If you don’t have this information to hand you’ll need to acquire it in the meeting, this is all information you should have access to through your planning software. Asking for it in the meeting wastes everyone’s time and leads to boredom and the feeling of wasted time, not how you want to start your sprint!

Armed with this data your planning meeting is simply a matter of dishing out the highest priority tasks to the team members who want to pick them up. Simple!

Sprint Review

The purpose of the Sprint Review is to demonstrate what you’ve built to the stakeholders and other interested parties, this can often be your Product Owner, Support Team or other devs. These people then have the opportunity to provide feedback which can be considered, prioritised and included in the project.

The problem I often find is that there are so many ideas, so many discussion points and so many questions that your one hour slot is barely enough to get through the first demo. So how can we address this?

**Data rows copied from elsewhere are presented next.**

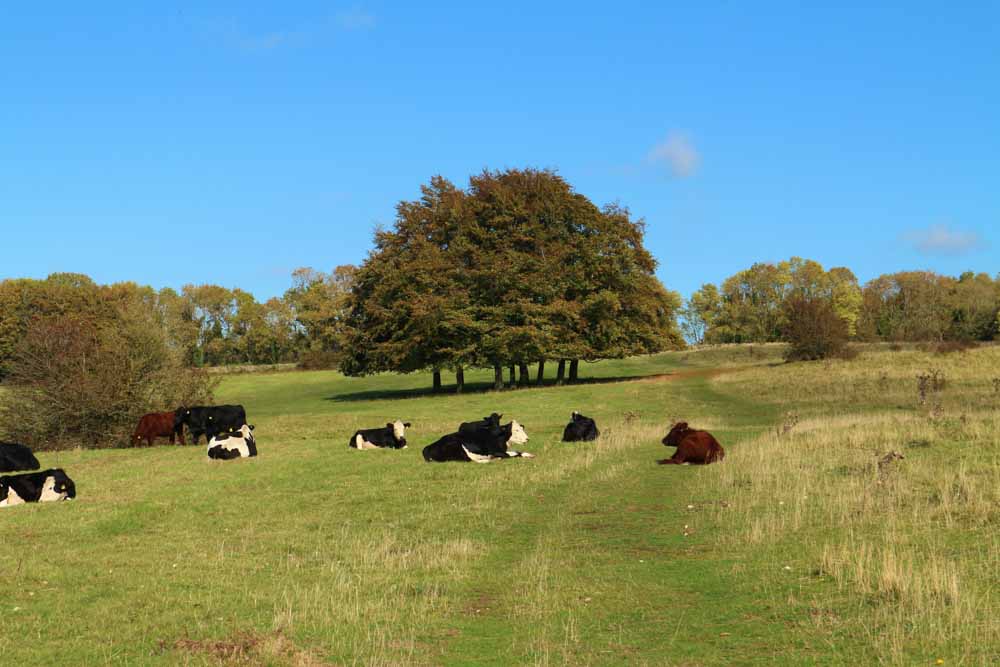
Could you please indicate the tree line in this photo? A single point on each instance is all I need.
(761, 303)
(515, 269)
(207, 325)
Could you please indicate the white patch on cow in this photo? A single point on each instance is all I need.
(477, 458)
(517, 434)
(234, 441)
(49, 493)
(11, 499)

  • Nominate a single person to make note of the suggestions, by making sure everything is written down no idea is wasted and they can be prioritised and scheduled with your Product Owner
  • Consider recording videos instead of live demos, the live demo is a bane of any presenter. By asking your devs to record videos in advance the demos are foolproof, there are no unexpected technical problems and you know exactly how long each video will last!
  • Save questions and feedback until the end of each presenter. We are geeks, not public speakers, give your developers a chance by letting them get to the end before bombarding them with suggestions on how to improve the task they’ve been slaving over all week!

Sprint Retrospective

A fundamental part of the Agile Manifesto is that teams should look at what went well, what they’re struggling with and adapt their processes to improve. Often this is done in a retrospective meeting.

When I first started doing retrospectives we followed a well known pattern

  • What went well?
  • What didn’t go well?
  • What should we start?
  • What should we stop?

We worked our way around the table and everyone was expected to come up with a suggestion for each list. I found these meetings rather unfulfilling, I often felt they descended into a rant about process, other teams, technology or whatever else was irking the group at the time. While I’ve no doubt that it was good therapy I didn’t feel like the hour achieved much.

Instead I’d suggest planning each meeting with a specific topic

  • How can we ensure that high priority support requests are picked up mid sprint?
  • Should we use Web API or WCF for our new API?
  • How can we get clear acceptance criteria for our upcoming bespoke development?

By stating what you hope to achieve from the retrospective in advance you stand a much higher chance of success! Ask your team for items they want to discuss, email around your proposed meeting topic with plenty of notice and ask your devs to bring their own ideas to the meeting.
Hopefully I’ve given a few helpful suggestions for you to consider. I don’t claim to be an Agile expert and I’m still struggling to follow lots of my own advice but every sprint we learn a little more… Isn’t that the point after all!?